(Coleman and Fox, 2004). In addition to performance measurement, the report focuses on aligning financial incentives, ensuring accountability, implementing approaches to information transfer, and supporting patients, caregivers, and clinicians. To date, over 2200 reports have been requested.
The American Academy of Pediatrics (AAP) advocates for a Medical Home for children with special health needs (American Academy of Pediatrics, 2003). Communication of a core set of information and a common shared care plan across settings is a central component of the Medical Home. AAP also realizes that high-quality care for this population must include reimbursed time to review home health care orders for completeness and accuracy and to communicate changes in medications. At present, a comprehensive medication review and communication to involved practitioners can consume approximately 15 minutes which exceeds the time dedicated to a face-to-face visit. Analogous to the care oversight codes allowed under Medicare, pediatricians believe there should be codes for generating the care plan, sharing the information with family and involved clinicians and also communicating with the schools. Documentation of these activities could be a performance measure.
Finally, the JCAHO has deemed status for hospital discharge planning and continuity of care. Under statute, this requires JCAHO to assess the following representative care practices (Box I-2).
Encouraged by its Public Advisory Group, JCAHO has expressed interest in revising and strengthening its accreditation items in this area. To this end, JCAHO measurement leaders have held a series of telephone meetings with researchers from the University of Colorado Health Sciences Center to explore a possible collaboration.

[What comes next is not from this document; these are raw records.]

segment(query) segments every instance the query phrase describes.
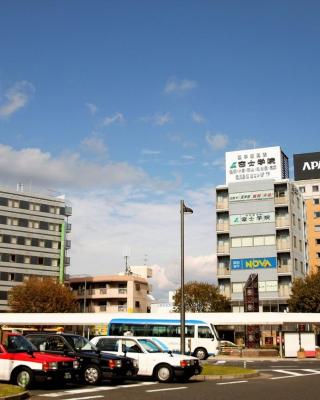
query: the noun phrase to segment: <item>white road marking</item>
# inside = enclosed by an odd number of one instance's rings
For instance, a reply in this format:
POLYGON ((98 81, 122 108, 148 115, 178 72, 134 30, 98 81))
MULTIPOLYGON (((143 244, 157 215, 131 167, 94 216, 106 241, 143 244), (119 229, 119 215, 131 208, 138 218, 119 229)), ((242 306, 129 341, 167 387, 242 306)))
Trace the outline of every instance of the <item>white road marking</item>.
MULTIPOLYGON (((40 394, 41 397, 61 397, 70 394, 82 394, 82 393, 93 393, 93 392, 100 392, 100 391, 107 391, 107 390, 116 390, 121 388, 130 389, 131 387, 138 387, 138 386, 148 386, 148 385, 157 385, 158 382, 141 382, 141 383, 133 383, 128 385, 118 385, 118 386, 96 386, 96 387, 89 387, 89 388, 82 388, 82 389, 73 389, 73 390, 64 390, 61 392, 56 393, 45 393, 40 394)), ((74 399, 72 399, 74 400, 74 399)))
POLYGON ((234 385, 236 383, 246 383, 248 381, 218 382, 217 385, 234 385))
POLYGON ((153 389, 153 390, 146 390, 147 393, 152 393, 152 392, 166 392, 168 390, 181 390, 181 389, 188 389, 187 386, 181 386, 178 388, 165 388, 165 389, 153 389))
POLYGON ((87 396, 87 397, 73 397, 72 400, 89 400, 89 399, 98 399, 104 397, 102 395, 98 395, 98 396, 87 396))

In January 2004, JCAHO implemented a new approach to the survey process, Tracer Methodology (JCAHO, 2004b). This new approach includes the following elements: (a) following the course of care and services provided to a particular patient; (b) assessing relationships among disciplines and important functions; (c) evaluating the performance of relevant processes related to patient care; and (d) identifying potential vulnerabilities in care processes. It is now part of the typical 3-day on-site hospital survey process, and in most instances, a typical team of three surveyors is expected to complete approximately 11 tracers. The Tracer Methodology has not yet been extended beyond the hospital setting but it has potentially important implications for discharge planning and transitions. In particular, this approach can follow a particular patient, assessing how the patient fares along a continuum of care. It can assess how well the hospital staff has ascertained posthospital needs of a particular patient, the planning for discharge that has occurred, and, through patient interviews, assess the patient’s understanding about the postacute care aspects of his or her care.